La morte di civili innocenti è responsabilità diretta di Hezbollah esattamente come i morti di Dresda furono responsabilità diretta del nazismo. Qual è il criterio morale che una nazione aggredita dovrebbe seguire per difendersi? Quello dell'auto-difesa, sostengono gli oggettivisti, non quello della "guerra giusta". L'auto-difesa, spiega Stefano Magni in un recente articolo su L'Opinione, «mira prima di tutto ad ottenere la sicurezza dei propri cittadini tramite una sconfitta decisiva dell'aggressore», minimizzando le propria perdite. Scrivono Brook ed Epstein: «Ripristinare completamente la protezione dei diritti individuali e dunque il ritorno a una vita normale in seguito alla completa eliminazione della minaccia esterna».

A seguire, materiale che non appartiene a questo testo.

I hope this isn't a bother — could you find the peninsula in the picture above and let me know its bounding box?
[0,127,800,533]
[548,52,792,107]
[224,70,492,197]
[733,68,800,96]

«Ayn Rand riteneva che la morte di civili innocenti fosse sempre responsabilità dell'aggressore: la morte di centinaia di migliaia di tedeschi sotto le bombe alleate non è imputabile tanto ai comandi alleati, quanto a Hitler, che li ha trascinati nel suo folle progetto di conquista. Ed anche ai civili tedeschi stessi, che invece di ribellarsi hanno preferito seguire acriticamente il loro capo. Questo discorso vale ancor di più nelle guerre mediorientali, dove gruppi di terroristi usano la popolazione (che in molti casi li osanna) come un vero e proprio scudo umano...».E' una deliberata strategia che consiste nell'attirare Israele in trappole come quella di Cana. Per Hezbollah è il primo successo militare e politico dall'inizio della crisi. Massimizzando le perdite tra la popolazione libanese, Hezbollah fomenta l'odio contro Israele e suscita solidarietà nei confronti delle sue azioni. Sfruttando episodi del genere, scientemente organizzati, e il loro devastante impatto mediatico, ma confidando anche nell'ipocrisia, nel migliore dei casi, e nella malafede, nel peggiore, degli europei e delle organizzazioni internazionali, ha ottenuto il risultato politico dell'isolamento, seppure parziale e momentaneo, di Israele, e quello militare di una sensibile limitazione dei bombardamenti per 48 ore.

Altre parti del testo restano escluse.